Unos minutos antes se hallaba en la cima del mundo. Arrellanado en el sillón de dentista situado en el centro de la pequeña habitación situada en el centro del pequeño piso de Raul, ignorando los ronquidos de Lin como los había ignorado en las cuatro semanas anteriores. Estaba arrellanado en el sillón de dentista, mirando hacia la ventana, más allá del murmurante y resonante aparato de aire acondicionado encajado como una fea cucaracha gigantesca en mitad del cristal, mirando la suciedad que emborronaba las descoloridas letras doradas de las ventanas de enfrente. «J. M. Saperstein. Excelencia en Pieles.»

Ahora el mundo parecía más lejano. Los descoloridos Saperstein habían perdido todo su romanticismo. Sólo parecían tristes.

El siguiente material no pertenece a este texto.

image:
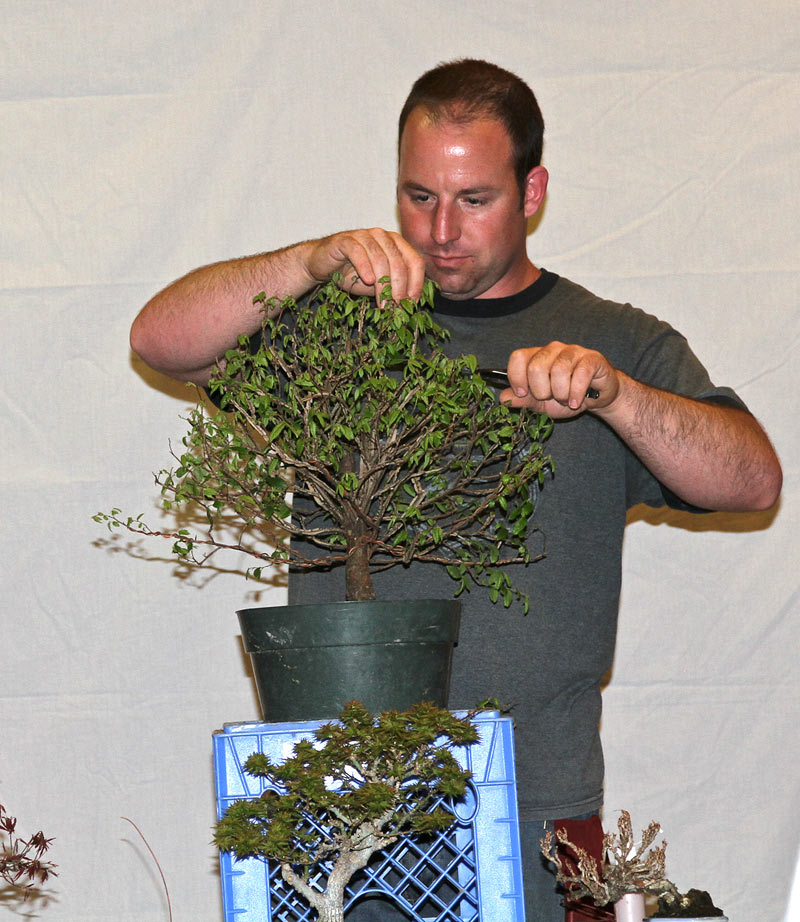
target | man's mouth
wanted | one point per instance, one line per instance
(447, 261)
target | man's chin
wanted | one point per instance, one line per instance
(453, 285)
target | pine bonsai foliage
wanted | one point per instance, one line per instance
(357, 787)
(391, 451)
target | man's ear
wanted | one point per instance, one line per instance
(535, 189)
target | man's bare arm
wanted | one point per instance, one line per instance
(711, 456)
(185, 328)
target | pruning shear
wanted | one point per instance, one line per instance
(496, 377)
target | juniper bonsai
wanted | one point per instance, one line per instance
(22, 862)
(391, 451)
(625, 868)
(361, 784)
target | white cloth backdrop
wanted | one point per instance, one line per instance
(142, 139)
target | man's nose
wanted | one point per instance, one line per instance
(445, 226)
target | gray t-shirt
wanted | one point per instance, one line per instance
(549, 665)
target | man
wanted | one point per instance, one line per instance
(659, 431)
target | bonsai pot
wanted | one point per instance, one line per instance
(310, 660)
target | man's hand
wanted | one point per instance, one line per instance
(363, 257)
(711, 456)
(555, 379)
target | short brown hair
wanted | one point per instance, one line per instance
(467, 89)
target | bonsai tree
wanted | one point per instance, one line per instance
(22, 863)
(391, 451)
(626, 868)
(357, 787)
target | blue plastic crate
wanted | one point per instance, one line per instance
(472, 873)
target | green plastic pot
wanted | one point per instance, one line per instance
(310, 660)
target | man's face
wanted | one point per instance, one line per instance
(459, 205)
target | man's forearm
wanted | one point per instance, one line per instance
(711, 456)
(185, 328)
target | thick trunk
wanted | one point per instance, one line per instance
(358, 581)
(331, 914)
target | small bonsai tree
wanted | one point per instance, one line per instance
(357, 787)
(391, 451)
(22, 863)
(625, 868)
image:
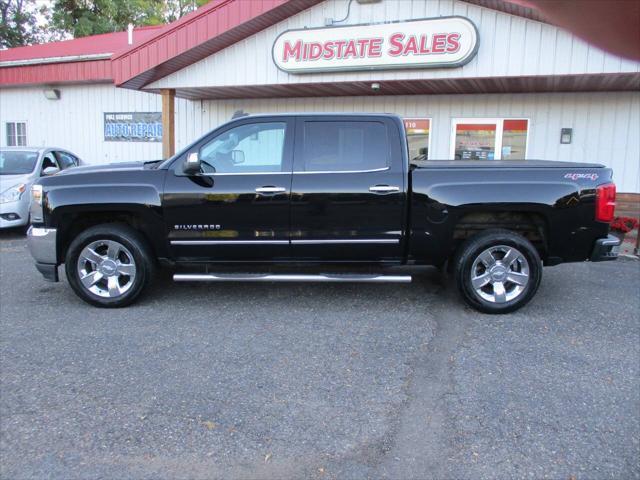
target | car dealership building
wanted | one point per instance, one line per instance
(473, 79)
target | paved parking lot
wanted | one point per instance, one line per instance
(320, 381)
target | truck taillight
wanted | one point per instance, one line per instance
(605, 202)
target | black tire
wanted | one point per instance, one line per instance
(134, 245)
(495, 241)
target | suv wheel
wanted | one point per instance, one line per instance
(108, 265)
(498, 271)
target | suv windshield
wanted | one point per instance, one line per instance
(17, 162)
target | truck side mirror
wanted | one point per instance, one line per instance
(48, 171)
(192, 164)
(237, 156)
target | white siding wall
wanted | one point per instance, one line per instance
(509, 46)
(76, 121)
(606, 126)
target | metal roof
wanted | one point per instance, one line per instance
(80, 60)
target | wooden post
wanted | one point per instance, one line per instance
(168, 123)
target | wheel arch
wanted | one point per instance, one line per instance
(70, 223)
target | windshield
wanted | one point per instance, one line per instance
(17, 162)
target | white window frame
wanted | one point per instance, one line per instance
(430, 132)
(498, 122)
(6, 132)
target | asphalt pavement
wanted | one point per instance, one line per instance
(320, 381)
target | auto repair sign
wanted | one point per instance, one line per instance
(427, 43)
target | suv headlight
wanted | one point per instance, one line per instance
(13, 194)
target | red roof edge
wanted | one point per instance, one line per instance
(198, 35)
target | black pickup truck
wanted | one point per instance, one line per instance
(319, 197)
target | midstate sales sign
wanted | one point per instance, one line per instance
(428, 43)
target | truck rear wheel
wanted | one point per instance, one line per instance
(108, 265)
(498, 271)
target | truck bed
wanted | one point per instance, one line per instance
(500, 164)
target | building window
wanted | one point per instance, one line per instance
(489, 138)
(418, 137)
(16, 134)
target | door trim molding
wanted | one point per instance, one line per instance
(345, 241)
(229, 242)
(286, 242)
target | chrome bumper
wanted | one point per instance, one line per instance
(42, 245)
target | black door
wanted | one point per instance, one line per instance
(347, 201)
(237, 209)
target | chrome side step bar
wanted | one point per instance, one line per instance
(268, 277)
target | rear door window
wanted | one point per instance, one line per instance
(344, 146)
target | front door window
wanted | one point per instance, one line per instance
(251, 148)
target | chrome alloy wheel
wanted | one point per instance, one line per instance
(106, 268)
(500, 274)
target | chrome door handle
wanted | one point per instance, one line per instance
(270, 189)
(384, 189)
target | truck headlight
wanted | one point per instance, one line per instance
(13, 194)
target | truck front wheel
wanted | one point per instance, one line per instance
(497, 271)
(108, 265)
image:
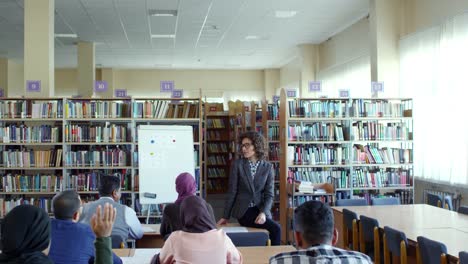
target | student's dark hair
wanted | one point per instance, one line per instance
(108, 184)
(258, 142)
(65, 204)
(314, 220)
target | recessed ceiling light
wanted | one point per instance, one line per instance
(250, 37)
(63, 35)
(163, 35)
(285, 14)
(157, 12)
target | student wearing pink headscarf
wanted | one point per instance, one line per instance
(185, 187)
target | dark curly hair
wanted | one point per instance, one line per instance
(258, 142)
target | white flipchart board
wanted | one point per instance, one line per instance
(164, 153)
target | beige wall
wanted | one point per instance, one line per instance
(349, 44)
(421, 14)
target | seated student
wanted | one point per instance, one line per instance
(25, 236)
(126, 223)
(67, 209)
(199, 241)
(185, 187)
(316, 236)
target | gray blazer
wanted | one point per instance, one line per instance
(243, 189)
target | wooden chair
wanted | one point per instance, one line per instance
(431, 252)
(395, 243)
(249, 239)
(350, 224)
(369, 237)
(385, 201)
(351, 202)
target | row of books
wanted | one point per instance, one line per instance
(165, 109)
(31, 109)
(372, 155)
(273, 112)
(216, 160)
(215, 123)
(30, 134)
(373, 130)
(31, 158)
(97, 109)
(217, 147)
(216, 173)
(96, 133)
(319, 131)
(382, 178)
(97, 158)
(309, 154)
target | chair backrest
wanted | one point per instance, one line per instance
(434, 199)
(368, 225)
(351, 202)
(118, 242)
(463, 257)
(248, 239)
(463, 209)
(385, 201)
(448, 202)
(394, 238)
(430, 250)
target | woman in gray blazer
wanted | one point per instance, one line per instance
(250, 194)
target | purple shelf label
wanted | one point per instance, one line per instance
(344, 93)
(100, 86)
(177, 93)
(33, 86)
(315, 86)
(167, 86)
(291, 93)
(377, 86)
(120, 93)
(275, 99)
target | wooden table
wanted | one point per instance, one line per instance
(152, 237)
(448, 227)
(250, 255)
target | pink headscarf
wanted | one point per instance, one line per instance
(185, 186)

Ahora Jim estaba enfermo. Sin duda enfermo de gravedad. Ahora, la enfermedad que estaba en los periódicos y en Nueva York estaba también en su vida. En su íntimo círculo íntimo. De bastante próxima, había pasado a estar demasiado próxima. Estaba sentada a su lado. Quizá sobre él. Quizá en él. ¿Y Jim? ¿Iba a ser éste su fin? Hugo encendió un cigarrillo, cosa que no solía hacer antes de almorzar. Escupiendo el humo de los pulmones como si le hiciera sentir peor, volvió a reflexionar sobre la conveniencia de someterse a la prueba.

Lo que acabó de convencerle fue lo que le dijo Jim. Cuando fue a visitarlo, a su regreso, lo encontró sentado en la cama, gritando a las enfermeras, rogándoles que solucionaran su dolor, exigiéndoles más analgésicos. Cuando la enfermera se hubo retirado, Jim esbozó una sonrisa radiante y enseñó a Hugo su reserva. Veinticinco analgésicos de máxima potencia. Pero realmente estaba enfermo y le dolía la cabeza. Y sabía lo muy enfermo que estaba.

La ignorancia ya no era un refugio, le dijo Jim. Y Hugo escuchó. La ignorancia era un limbo de pánicos imprevisibles. Como el pánico que había sentido en Nueva York mientras contemplaba los cuarenta granos rojos en el pecho. Necesitaba saber por qué cosas valía la pena preocuparse. Necesitaba poder tener un resfriado o un acceso de tos, sentirse fatigado, tener una diarrea, perder el apetito, sin helarse por dentro cada vez y pensar: «Ya está. Ahí vamos.»

No le preocupaba morir. Ya había estado cerca de la muerte en otras ocasiones. En automóviles demasiado rápidos conducidos por amigos demasiado jóvenes y demasiado colocados. Aquello era una muerte a la tremenda, donde la peor posibilidad era sobrevivir en una silla de ruedas. Pero esto era un lento deslizamiento por una pista de obstáculos infestada de microbios aprovechados, virus oportunistas, gérmenes hipócritas y variedades curiosas de enfermedades poco corrientes. Era la consunción y el dolor. Era lo que le había dicho Jim, sentado en su habitación gritando a la enfermera para que le trajera más analgésicos, la cabeza destrozada por una sierra mecánica interior.